The Hadoop cluster uses HBase to query and optimize massive data more efficiently

Source: Internet
Author: User
Keywords Hadoop massive data HBase

This article will help readers in the large Data cloud computing Hadoop cluster applications to use HBase more efficient, intuitive, easy to store, query and optimize the mass of data.

November 2006, Google published a paper entitled "BigTable", February 2007, the developers of Hadoop to implement it and named HBase. HBase is a new type of data storage architecture based on column storage based on Hadoop, which solves large data problem and is a distributed database of Hadoop.

HBase is now quite mature and the latest stable version is 0.94.x. HBase has been adopted by many large companies, such as Facebook, Twitter,adobe, Cloudera, IBM, and so on. HBase is not a database based on a traditional RDBMS, but rather a data base that uses disk to store formats, with the advantage of providing fast access based on specific columns and sequential ranges of keywords.

HBase has three important components: a client library, a master server (which can be configured with multiple standby master, described later in this article), and multiple Region servers. Master is responsible for allocating Region to various Region servers, and Region server is responsible for storing the actual data. At the same time, HBase through the use of zookeeper, a reliable, highly available, consistent distributed collaborative services to help them complete the corresponding tasks. HBase Cluster administrators can adjust the workload by adding and removing Region Server nodes during system operation. HBase uses hfile as the basic format for storing data, and the underlying file system defaults to HDFS.

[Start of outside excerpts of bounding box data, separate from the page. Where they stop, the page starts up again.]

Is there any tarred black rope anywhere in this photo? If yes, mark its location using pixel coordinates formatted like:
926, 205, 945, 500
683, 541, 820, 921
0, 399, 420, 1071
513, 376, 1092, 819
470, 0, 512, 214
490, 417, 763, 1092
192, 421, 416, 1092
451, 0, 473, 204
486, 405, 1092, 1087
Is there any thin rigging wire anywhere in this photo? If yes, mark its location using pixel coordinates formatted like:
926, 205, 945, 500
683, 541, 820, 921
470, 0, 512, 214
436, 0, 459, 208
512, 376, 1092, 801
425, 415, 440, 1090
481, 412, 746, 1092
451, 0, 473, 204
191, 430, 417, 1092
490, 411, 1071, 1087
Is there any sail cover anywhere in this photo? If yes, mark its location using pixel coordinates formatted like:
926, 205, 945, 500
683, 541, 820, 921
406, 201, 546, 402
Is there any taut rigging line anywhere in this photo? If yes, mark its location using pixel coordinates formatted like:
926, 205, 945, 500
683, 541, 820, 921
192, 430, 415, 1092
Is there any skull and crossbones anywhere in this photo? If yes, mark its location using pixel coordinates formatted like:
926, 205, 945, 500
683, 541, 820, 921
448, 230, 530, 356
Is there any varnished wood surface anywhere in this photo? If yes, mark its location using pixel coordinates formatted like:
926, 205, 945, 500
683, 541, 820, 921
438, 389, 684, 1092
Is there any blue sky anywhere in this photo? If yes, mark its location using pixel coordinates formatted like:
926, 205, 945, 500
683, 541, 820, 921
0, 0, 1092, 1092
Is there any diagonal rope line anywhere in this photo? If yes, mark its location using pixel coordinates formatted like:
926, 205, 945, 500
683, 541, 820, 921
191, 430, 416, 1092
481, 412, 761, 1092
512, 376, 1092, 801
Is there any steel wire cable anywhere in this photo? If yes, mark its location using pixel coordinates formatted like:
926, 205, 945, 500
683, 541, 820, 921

Figure 1. Hbases Basic Architecture

Figure 1. Shows how different components, such as hdfs,zookeeper, work in coordination with HBase. Master server handles the import balance of regions data across Region server, unloads the busy Region server burden, and transfers Region to a more free Region server.

HBase Master is not responsible for actual data storage, it coordinates import balancing, maintains cluster status, maintains schema changes, and metadata metadata operations, such as creating Tables and column families (column families), but never providing any data services.

Region servers is responsible for loading and maintaining Region, including processing all read and write requests to its managed Region, and splitting the Region size when it grows beyond the configured threshold.

After the client obtains the region server for the region that it needs to read and write through communication with zookeeper, it communicates directly with region server and the region server processes all the related requests.

HBase in IBM biginsights architecture

IBM Big Data Product Infosphere Biginsights is a large data management and analysis platform, and its underlying architecture uses Hadoop and HBase to store and query both structured and unstructured data.

HBase in Biginsightsz cluster software hierarchy

Biginsights integrates many of the existing Hadoop open source components, such as HDFS, MapReduce, HBase, zookeeper, and so on, incorporating them well into the Biginsights software system and with other Biginsights Components work together on the same platform. HBase is used as a biginsights storage database, and zookeeper is used as a biginsights service Synergy component. If you want to use HBase, we need to install Hadoop at the same time, zookeeper, because HBase uses Hadoop as its file system, using zookeeper as its service synergy support.

When deploying Biginsights to a cluster, the structure of the software hierarchy is shown in Figure 2. Shown here:

Figure 2. Biginsights Hadoop Open Source Component list

Related Article

Contact Us

The content source of this page is from Internet, which doesn't represent Alibaba Cloud's opinion; products and services mentioned on that page don't have any relationship with Alibaba Cloud. If the content of the page makes you feel confusing, please write us an email, we will handle the problem within 5 days after receiving your email.

If you find any instances of plagiarism from the community, please send an email to: info-contact@alibabacloud.com and provide relevant evidence. A staff member will contact you within 5 working days.

A Free Trial That Lets You Build Big!

Start building with 50+ products and up to 12 months usage for Elastic Compute Service

  • Sales Support

    1 on 1 presale consultation

  • After-Sales Support

    24/7 Technical Support 6 Free Tickets per Quarter Faster Response

  • Alibaba Cloud offers highly flexible support services tailored to meet your exact needs.